Mr. King discovered by the register that the Bensons had been here (of all places in the world, he thought this would be the ideal one for a few days with her), and Miss Lamont had a letter from Irene, which she did not offer to read.
“They didn't stay long,” she said, as Mr. King seemed to expect some information out of the letter, “and they have gone on to Bar Harbor. I should like to stop here a week; wouldn't you?”
“Ye-e-s,” trying to recall the mood he was in before he looked at the register; “but—but” (thinking of the words “gone on to Bar Harbor”) “it is a place, after all, that you can see in a short time—go all over it in half a day.”
“But you want to sit about on the rocks, and look at the sea, and dream.”
“I can't dream on an island-not on a small island. It's too cooped up; you get a feeling of being a prisoner.”
“I suppose you wish 'that little isle had wings, and you and I within its shady—'”

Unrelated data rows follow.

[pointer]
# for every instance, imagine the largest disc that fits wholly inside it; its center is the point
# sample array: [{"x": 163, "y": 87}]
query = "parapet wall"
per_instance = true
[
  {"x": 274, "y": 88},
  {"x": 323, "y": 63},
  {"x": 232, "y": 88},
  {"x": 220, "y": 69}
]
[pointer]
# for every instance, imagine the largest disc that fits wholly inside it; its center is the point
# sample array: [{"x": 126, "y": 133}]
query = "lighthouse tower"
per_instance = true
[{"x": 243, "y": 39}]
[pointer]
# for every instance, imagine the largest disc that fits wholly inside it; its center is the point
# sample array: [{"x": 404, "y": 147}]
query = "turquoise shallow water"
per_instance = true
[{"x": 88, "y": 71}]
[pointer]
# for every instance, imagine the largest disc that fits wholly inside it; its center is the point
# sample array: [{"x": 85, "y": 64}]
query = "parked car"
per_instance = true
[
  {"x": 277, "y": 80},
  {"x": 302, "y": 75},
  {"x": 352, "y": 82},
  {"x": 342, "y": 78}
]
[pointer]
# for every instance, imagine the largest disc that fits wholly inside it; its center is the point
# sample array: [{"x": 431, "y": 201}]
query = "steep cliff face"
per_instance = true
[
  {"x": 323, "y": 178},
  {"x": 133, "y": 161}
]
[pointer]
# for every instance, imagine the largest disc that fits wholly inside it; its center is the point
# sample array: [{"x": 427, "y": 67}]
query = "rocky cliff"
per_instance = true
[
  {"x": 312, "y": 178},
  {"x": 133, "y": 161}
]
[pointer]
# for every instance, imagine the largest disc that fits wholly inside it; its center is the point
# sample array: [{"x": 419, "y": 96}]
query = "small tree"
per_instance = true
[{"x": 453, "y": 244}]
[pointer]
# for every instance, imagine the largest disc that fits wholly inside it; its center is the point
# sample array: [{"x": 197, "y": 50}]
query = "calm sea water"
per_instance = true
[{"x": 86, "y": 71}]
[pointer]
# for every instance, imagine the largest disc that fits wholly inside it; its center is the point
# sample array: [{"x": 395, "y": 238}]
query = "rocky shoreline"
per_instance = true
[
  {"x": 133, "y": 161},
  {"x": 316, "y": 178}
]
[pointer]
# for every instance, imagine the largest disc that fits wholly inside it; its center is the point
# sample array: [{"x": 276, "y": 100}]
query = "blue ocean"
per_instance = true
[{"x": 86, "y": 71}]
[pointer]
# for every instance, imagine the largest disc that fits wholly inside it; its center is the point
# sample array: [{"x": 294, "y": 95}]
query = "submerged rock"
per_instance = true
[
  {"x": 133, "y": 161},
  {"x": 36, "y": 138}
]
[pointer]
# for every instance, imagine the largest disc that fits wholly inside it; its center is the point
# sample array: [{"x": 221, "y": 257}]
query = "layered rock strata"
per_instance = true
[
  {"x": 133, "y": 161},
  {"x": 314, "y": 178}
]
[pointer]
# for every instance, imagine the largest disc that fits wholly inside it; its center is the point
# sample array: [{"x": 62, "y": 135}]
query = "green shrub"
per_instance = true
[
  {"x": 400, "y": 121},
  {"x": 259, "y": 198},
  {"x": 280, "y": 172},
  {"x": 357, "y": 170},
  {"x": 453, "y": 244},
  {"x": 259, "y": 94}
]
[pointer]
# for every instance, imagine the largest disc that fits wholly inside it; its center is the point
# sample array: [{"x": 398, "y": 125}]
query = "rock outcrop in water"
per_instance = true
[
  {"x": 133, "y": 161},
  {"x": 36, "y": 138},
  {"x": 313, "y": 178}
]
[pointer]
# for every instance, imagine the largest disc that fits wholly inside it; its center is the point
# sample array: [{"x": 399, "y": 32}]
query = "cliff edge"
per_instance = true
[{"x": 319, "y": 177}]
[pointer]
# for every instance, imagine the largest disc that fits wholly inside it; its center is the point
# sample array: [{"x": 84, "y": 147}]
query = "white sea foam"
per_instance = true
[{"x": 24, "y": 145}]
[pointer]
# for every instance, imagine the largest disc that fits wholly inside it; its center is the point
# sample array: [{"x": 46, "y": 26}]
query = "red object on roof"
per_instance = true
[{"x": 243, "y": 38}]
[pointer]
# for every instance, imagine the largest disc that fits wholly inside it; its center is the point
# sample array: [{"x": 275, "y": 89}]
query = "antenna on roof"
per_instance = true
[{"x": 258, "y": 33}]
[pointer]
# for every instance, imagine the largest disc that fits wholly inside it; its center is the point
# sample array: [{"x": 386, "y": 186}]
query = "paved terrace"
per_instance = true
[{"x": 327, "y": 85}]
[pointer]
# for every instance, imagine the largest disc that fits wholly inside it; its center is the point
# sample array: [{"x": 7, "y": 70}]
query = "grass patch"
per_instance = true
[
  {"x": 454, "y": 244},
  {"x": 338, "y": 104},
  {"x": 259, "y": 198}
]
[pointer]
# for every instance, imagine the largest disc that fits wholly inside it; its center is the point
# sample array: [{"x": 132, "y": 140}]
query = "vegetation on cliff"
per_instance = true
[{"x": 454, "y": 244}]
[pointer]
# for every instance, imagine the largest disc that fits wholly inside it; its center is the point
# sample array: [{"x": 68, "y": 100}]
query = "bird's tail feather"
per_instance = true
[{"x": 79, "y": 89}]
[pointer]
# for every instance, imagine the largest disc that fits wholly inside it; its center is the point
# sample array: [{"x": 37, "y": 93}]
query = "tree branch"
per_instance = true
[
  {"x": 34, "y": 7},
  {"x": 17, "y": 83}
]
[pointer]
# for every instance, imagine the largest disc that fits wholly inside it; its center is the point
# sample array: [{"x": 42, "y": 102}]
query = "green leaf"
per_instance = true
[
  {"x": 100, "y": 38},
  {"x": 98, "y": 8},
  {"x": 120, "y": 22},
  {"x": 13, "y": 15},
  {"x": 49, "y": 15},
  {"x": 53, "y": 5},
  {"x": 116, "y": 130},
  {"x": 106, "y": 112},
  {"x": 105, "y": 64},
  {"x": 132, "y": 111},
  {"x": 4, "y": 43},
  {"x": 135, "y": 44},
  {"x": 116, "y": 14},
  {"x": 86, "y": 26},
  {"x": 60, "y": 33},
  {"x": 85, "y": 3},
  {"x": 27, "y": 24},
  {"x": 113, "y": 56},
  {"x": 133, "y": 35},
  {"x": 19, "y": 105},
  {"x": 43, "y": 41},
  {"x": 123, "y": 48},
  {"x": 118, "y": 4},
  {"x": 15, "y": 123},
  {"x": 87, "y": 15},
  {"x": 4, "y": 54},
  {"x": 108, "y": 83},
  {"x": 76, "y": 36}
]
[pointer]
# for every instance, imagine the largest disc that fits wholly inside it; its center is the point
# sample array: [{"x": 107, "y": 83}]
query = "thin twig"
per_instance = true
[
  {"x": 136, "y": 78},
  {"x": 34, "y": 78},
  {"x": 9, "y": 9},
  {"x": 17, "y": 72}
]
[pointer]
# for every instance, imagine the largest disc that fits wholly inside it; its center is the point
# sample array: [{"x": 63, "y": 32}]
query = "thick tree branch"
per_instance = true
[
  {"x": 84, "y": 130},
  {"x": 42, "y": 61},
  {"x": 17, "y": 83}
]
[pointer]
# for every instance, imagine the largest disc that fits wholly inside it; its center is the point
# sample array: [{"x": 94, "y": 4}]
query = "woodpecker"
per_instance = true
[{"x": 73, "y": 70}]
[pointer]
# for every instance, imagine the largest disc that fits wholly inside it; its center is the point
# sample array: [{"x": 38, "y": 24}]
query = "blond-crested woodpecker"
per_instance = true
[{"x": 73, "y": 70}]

“There's one thing I will not stand, Miss Lamont, and that's Moore.”
“Come, let's go to Star Island.”
The party went in the tug Pinafore, which led a restless, fussy life, puffing about among these islands, making the circuit of Appledore at fixed hours, and acting commonly as a ferry. Star Island is smaller than Appledore and more barren, but it has the big hotel (and a different class of guests from those on Appledore), and several monuments of romantic interest. There is the ancient stone church, rebuilt some time in this century; there are some gravestones; there is a monument to Captain John Smith, the only one existing anywhere to that interesting adventurer—a triangular shaft, with a long inscription that could not have been more eulogistic if he had composed it himself. There is something pathetic in this lonely monument when we recall Smith's own touching allusion to this naked rock, on which he probably landed when he once coasted along this part of New England, as being his sole possession in the world at the end of his adventurous career:
“No lot for me but Smith's Isles, which are an array of barren rocks, the most overgrown with shrubs and sharpe whins you can hardly pass them; without either grasse or wood, but three or foure short shrubby old cedars.”